The sins of the Architect are permanent sins.

To promote good work it is necessary to characterize bad work as bad.

Half-baked, imitative designs- fictitious semblances – pretentiously put forward in the name of a movement or a cause, particularly while novelty is the chief popular standard, endangers the cause, weaken the efficiency of genuine work, for the time being at least; lower the standard of artistic integrity permanently; demoralize all values artistically; until utter prostitution results. This prostitution has resulted in the new work partly, I have now to confess, as a by-product on an intimate, personal touch with the work, hitherto untried in the office of an American architect; and partly, too, perhaps, as one result of an ideal of individuality in architecture, administered in doses too strong, too soon, for architectural babes and sucklings; but chiefly, I believe, owing to almost total lack of any standard of artist integrity among architects, as a class, in this region at least. Of ethics we hard something occasionally, but only in regard to the relation of architects to each other when a client is in question – never in relation to sources of inspiration, the finer material the architect uses in shaping the thing he gives to his client. Ethics that promote integrity in this respect are as yet unformed and the young man in architecture is adrift in the most vitally important of his experiences, he cannot know where he stands in the absence of any well-defined principles on the part of hos confreres or his elders.

If I had a right to project myself in the direction of and organic architecture twenty-one years ago, it entailed the right to my work and, so far as I am able, the right to defend my aim. Also – yet not so clearly – I am bound to do what I can to save the public from untoward effects that follow in the wake of my own break with traditions. I deliberately chose to break with traditions in order to be more true to Tradition than current conventions and ideals in architecture would permit. The more vital course is usually the rougher one and lies through conventions oftentimes settled into laws that must be broken, with consequent liberation of other forces that cannot stand freedom. So a break of this nature is a thing dangerous, nevertheless indispensable, to society. Society recognizes the danger and makes the break usually fatal to the man who makes it. It should not be made without reckoning the danger and sacrifice, without ability to stand severe punishment, nor without sincere faith that the end will justify the means; nor do believe it can be effectively made without all these. But who can reckon with the folly bred by temporal success in a country that has as yet no artistic standards, no other god so potent at that same Success? For every thousand men nature enables to stand adversity, she, perhaps, makes one man capable of surviving success. An unenlightened public is at its mercy always – the “success” of the one thousand as well as of the one in a thousand; were it not for the resistance of honest enmity. Society, nature herself even, would soon cycle madly to disaster. So reaction is essential to progress, and enemies as valuable an asset in any forward movement as friends, provided only they be honest; if intelligent as well as honest, they are invaluable. Some time ago this work reached the stage where it sorely needed honest enemies if it was to survive. It has had some honest enemies whose honest fears were expressed in the prophetic letters I have mentioned.

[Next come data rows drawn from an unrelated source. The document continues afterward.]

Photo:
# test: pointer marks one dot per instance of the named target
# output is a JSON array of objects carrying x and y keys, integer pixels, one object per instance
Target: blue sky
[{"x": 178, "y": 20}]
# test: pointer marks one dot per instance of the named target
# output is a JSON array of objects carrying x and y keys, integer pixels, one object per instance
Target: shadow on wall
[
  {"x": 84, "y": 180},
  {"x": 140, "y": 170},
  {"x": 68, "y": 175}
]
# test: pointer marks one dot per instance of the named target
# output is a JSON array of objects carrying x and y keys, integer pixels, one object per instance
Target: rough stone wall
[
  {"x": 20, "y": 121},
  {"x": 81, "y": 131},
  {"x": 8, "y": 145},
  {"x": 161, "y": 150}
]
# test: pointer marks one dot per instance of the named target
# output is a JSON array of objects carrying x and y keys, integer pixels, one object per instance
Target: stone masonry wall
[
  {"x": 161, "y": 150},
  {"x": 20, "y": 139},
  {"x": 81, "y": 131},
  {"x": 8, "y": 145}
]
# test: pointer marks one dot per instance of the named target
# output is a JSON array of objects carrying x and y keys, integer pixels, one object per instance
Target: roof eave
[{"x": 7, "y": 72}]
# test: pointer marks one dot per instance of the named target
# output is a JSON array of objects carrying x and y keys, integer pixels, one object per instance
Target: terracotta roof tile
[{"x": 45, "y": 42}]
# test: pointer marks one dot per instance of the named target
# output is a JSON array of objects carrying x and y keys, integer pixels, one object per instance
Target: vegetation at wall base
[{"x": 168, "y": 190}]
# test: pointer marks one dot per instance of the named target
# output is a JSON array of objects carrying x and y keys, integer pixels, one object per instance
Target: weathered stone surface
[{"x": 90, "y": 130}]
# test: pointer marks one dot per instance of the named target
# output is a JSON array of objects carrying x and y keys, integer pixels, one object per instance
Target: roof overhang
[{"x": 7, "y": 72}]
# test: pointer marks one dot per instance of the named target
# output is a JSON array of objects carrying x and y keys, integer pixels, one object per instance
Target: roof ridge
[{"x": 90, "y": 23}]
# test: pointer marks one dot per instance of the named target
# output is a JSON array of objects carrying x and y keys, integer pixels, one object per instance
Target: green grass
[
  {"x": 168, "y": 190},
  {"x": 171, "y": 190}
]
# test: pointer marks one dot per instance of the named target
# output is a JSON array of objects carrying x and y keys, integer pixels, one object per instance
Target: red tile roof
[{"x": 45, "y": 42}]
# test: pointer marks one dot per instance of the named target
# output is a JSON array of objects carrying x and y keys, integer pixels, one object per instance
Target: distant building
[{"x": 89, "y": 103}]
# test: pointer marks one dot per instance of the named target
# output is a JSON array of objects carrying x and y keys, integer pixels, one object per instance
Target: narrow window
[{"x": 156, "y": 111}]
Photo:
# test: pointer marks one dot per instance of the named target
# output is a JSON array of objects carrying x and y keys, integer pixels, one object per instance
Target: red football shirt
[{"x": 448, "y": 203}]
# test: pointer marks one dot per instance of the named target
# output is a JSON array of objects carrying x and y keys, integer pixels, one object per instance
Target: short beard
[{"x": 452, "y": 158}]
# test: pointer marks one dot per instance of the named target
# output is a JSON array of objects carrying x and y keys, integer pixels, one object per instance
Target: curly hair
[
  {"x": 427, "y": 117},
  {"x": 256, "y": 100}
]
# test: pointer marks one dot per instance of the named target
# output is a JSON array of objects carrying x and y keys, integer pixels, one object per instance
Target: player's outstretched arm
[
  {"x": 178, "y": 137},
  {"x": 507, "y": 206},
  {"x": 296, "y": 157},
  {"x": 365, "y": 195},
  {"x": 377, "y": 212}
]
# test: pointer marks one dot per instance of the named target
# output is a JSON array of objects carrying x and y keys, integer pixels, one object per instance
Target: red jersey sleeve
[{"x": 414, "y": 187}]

But the enemies of this work, with an exception or two, have not served it well. They have been either unintelligent or careless of the gist of the whole matter. It fact, its avowed enemies have generally been of the same superficial, time serving spirit as many of its present load of disciples and neophytes. Nowhere even now, save in Europe, with some few notable exceptions in this country, has the organic character of the work been fairly recognized and valued – the character that is perhaps the only feature of lasting vital consequence.

As for its peculiarities – if my own share in this work has a distinguished trait, it has individuality undefiled. It has gone forward unswerving from the beginning, unchanging, yet developing, in this quality of individuality, and stands, as it has stood for nineteen years at least, an individual entity, clearly defined. Such as it is, its “individuality” is as irrevocably mine as the work of any painter, sculptor or poet who ever lived was irremovably his. The form of a work that has this quality of individuality is never the product of a composite. An artist knows this; but the general public, near-artist and perhaps “critic,” too, may have to be reminded or informed. To grant a work this quality is to absolve it without further argument from anything like composite origin, and to fix its limitations.

There are enough types and forms in my work to characterize the work of an architect, but certainly not enough to characterize an architecture. Nothing to my mind could be worse imposition than to have some individual, even temporarily, deliberately fix the outward forms of his concept of beauty upon the future of a free people or even of a growing city. A tentative, advantageous forecast of probable future utilitarian development goes far enough in this direction. Any individual willing to undertake more would thereby only prove his unfitness for the task, assuming the task possible or desirable. A socialist might shut out the sunlight from a free and developing people with his own shadow, in this way. An artist is too true an individualist to suffer such an imposition, much less perpetrate it; his problems are quite other. The manner of any work (and all work of any quality has its manner) may be for the time being a strength, but finally it is a weakness; and as the returns come in, it seems as though not only the manner of this work or its “clothes” but also its strength in this very quality of individuality, which is a matter of its soul as well as of its forms, would soon prove its undoing, to be worn to shreds and tatters by foolish, conscienceless imitation. As for the vial principle of the work – the quality of an organic architecture – that has been lost to sight, even by public. But I still believe as firmly as ever that without artist integrity and this consequent individuality manifesting itself in multifarious forms, there can be no great civilization, no worthy life. Is, then, the very strength of such a work as this is its weakness? Is it so because of a false democratic system naturally inimical to art? Or is it so because the commercialization of art leaves no noble standards? Is it because architects have less personal honor than sculptors, painters or poets? Or is it because fine buildings are less important now than fine pictures and good looks?
In any case, judging from what is exploited as such, most of what is beginning to be called the “New School of the Middle West” is not only far from the ideal of an organic architecture, but getting farther away from it every day.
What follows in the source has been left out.